My first year with 339, I went into build season with virtually no programming experience - just a tiny bit of experimentation with VB. The first time I walked into a meeting, the programming mentor intercepted me and asked, "programming and electronics?" I said yeah, that sounds interesting, and ended up on the programming team. That season, I didn't do much coding at all. In fact, I didn't write anything myself; just added debug statements and changed constants in others' code. I recommended a few algorithms for autonomous, but other members and mentors took care of the actual implementation because I didn't have the knowledge to do it myself. That year, I picked up some of the general concepts of programming but didn't fully understand everything I was doing; this lead to, for example, me being confused about the difference between preprocessor macros and global variables.
The next year, my second in FIRST, I was more capable.
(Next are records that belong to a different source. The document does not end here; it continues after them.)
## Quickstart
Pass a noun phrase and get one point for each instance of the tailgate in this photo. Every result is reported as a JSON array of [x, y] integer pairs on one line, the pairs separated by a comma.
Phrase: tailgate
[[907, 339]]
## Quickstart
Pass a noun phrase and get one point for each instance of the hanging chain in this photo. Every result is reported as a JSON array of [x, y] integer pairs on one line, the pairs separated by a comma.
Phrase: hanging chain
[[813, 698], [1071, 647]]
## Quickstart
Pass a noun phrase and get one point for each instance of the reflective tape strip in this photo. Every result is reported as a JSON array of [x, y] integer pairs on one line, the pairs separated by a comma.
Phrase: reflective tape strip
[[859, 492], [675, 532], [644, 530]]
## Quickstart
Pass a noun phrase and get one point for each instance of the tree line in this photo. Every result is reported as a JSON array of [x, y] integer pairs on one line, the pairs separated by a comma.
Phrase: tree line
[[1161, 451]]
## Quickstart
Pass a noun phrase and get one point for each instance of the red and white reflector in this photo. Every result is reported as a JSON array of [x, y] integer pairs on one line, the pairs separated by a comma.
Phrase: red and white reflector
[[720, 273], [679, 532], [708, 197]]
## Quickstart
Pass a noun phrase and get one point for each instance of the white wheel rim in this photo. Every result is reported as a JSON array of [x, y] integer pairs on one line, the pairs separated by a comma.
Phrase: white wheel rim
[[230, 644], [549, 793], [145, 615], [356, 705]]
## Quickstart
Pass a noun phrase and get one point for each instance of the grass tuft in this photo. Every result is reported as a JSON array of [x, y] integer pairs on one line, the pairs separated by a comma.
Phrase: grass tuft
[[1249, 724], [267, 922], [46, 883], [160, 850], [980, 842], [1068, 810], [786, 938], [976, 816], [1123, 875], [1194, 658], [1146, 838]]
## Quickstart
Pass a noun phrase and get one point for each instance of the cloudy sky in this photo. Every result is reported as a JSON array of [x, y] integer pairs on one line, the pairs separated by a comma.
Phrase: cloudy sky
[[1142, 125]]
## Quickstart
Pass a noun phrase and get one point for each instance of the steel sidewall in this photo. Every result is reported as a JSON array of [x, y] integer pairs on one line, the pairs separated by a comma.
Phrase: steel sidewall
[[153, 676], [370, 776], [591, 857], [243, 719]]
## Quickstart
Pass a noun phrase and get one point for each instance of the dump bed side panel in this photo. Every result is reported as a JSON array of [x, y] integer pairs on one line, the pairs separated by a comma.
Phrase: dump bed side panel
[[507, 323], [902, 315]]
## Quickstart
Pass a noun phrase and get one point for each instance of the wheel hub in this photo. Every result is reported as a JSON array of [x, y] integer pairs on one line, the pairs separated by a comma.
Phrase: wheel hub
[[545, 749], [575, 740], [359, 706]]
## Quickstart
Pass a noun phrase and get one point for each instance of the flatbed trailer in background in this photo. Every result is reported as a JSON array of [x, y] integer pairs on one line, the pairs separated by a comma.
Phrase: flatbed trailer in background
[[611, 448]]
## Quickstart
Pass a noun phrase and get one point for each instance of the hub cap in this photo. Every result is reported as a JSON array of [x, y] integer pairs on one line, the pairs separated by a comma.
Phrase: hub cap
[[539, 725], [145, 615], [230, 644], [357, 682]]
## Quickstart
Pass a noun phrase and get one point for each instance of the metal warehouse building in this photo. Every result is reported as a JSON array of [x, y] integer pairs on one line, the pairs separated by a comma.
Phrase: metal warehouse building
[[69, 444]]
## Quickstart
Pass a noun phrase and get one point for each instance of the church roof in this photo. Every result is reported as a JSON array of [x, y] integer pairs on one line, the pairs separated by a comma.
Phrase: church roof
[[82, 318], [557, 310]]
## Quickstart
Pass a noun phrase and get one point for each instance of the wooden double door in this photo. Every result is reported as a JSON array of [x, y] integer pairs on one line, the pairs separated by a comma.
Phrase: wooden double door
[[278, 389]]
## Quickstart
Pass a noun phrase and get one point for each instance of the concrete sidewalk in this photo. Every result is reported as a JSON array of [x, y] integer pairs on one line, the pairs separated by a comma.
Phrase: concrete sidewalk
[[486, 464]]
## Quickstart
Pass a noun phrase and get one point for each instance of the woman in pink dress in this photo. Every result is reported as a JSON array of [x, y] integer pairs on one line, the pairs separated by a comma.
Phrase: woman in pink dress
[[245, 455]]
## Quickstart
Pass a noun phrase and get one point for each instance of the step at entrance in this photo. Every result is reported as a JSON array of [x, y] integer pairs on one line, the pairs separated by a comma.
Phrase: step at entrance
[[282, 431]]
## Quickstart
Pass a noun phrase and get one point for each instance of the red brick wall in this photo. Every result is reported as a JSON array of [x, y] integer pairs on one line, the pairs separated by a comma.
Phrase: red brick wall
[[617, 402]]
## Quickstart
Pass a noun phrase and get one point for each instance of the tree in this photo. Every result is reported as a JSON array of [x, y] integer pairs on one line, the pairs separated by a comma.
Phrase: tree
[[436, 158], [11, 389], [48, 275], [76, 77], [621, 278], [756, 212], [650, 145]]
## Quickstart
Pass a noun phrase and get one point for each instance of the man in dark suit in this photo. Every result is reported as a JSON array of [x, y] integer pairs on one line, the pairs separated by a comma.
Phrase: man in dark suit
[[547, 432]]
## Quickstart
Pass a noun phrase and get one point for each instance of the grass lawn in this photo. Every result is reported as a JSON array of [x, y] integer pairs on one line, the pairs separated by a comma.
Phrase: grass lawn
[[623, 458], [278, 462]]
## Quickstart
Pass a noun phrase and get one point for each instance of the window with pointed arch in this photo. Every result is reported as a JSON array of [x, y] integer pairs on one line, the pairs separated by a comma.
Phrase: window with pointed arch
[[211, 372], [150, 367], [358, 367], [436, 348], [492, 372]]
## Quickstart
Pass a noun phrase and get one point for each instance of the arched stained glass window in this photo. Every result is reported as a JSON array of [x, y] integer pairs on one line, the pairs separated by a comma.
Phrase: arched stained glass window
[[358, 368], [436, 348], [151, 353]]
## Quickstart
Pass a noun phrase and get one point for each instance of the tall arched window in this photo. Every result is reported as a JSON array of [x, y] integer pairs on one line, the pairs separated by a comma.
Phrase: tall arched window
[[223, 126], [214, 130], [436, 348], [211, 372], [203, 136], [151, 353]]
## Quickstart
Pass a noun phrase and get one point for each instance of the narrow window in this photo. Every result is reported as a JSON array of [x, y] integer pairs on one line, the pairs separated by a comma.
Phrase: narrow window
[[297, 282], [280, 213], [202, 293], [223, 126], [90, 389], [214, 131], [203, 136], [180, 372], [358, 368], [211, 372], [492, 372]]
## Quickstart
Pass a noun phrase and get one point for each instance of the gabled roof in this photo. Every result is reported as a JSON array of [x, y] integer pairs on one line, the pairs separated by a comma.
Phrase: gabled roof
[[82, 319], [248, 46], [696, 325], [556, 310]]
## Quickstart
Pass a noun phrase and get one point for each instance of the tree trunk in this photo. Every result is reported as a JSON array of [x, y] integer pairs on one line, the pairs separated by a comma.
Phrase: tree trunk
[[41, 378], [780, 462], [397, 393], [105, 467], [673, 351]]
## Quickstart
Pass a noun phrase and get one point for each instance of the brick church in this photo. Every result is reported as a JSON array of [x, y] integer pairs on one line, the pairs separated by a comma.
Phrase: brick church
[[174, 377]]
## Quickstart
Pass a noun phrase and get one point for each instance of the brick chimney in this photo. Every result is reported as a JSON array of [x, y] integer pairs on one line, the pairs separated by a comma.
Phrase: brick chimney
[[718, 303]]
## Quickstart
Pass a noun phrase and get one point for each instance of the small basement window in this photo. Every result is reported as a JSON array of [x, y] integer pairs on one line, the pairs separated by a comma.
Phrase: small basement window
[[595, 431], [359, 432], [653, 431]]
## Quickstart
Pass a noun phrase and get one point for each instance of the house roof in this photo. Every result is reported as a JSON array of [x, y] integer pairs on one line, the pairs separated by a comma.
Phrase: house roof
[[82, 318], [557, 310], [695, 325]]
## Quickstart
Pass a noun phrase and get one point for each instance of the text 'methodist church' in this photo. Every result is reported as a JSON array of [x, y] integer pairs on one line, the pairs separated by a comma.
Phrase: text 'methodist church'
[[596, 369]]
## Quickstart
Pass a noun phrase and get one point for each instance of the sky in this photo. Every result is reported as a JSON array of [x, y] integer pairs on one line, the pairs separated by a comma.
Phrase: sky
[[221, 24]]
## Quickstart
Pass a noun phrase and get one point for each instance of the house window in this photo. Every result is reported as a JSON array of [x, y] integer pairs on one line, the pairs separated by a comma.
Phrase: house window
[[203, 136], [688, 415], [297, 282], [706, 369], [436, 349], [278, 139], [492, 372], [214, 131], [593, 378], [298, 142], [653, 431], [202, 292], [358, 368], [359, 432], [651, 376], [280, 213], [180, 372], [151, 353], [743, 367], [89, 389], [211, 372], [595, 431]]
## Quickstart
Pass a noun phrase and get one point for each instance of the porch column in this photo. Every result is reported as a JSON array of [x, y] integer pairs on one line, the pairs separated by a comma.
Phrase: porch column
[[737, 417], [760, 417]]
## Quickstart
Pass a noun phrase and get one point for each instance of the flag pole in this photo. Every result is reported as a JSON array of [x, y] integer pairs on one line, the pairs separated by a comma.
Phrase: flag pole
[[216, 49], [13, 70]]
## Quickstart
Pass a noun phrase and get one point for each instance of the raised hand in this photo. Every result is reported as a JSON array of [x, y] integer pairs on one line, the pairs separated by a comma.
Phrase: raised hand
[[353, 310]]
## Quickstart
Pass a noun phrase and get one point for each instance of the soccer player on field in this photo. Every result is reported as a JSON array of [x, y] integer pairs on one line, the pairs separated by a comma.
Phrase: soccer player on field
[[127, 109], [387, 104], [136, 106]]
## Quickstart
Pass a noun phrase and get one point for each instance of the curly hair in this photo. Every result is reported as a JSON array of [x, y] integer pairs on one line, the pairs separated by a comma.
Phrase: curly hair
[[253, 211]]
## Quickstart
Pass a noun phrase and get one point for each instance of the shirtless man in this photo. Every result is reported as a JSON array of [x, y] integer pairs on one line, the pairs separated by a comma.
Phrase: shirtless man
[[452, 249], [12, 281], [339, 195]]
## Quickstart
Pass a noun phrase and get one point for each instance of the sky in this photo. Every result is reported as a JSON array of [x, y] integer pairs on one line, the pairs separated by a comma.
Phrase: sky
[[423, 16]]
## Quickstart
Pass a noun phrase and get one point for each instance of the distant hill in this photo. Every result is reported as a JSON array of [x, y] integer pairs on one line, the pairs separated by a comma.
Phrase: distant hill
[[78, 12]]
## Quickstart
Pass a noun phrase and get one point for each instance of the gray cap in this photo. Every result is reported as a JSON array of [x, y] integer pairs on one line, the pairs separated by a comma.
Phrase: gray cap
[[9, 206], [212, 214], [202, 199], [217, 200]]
Halfway through that build season, I wrote my first complete function - in Notepad, no less - an algorithm that used a gyro sensor to keep the robot moving forward along a straight path. It didn't work at all initially, but I kept tweaking it and working on it (without mentor assistance), and eventually made it work so well, we failed to notice when one of our CIMs burnt out because the software corrected for it perfectly.
That Summer was the last one before we switched to the new control system, and my mentor wanted us to prepare for the change, so I learned C++ and we discussed how we would design the program once the new control system became available. This is where I really made the jump to a self-teaching programmer. I loved the concept of object-oriented programming and became an expert in C++, to the point that my mentor wanted me to "dumb down" my code so that new students could better understand it. I was using templates, multiple inheritance, functors, and who knows what else. He also explained to me how compilers and programming in general work, so I began to understand the purpose of the constructs I was dealing with. We even went into optimization for a bit.
In 2009, my senior year with 339, I wrote the majority of the robot code from scratch. Looking back, it's amazing how quickly I jumped from not knowing anything about programming to being a self-motivated expert in the subject.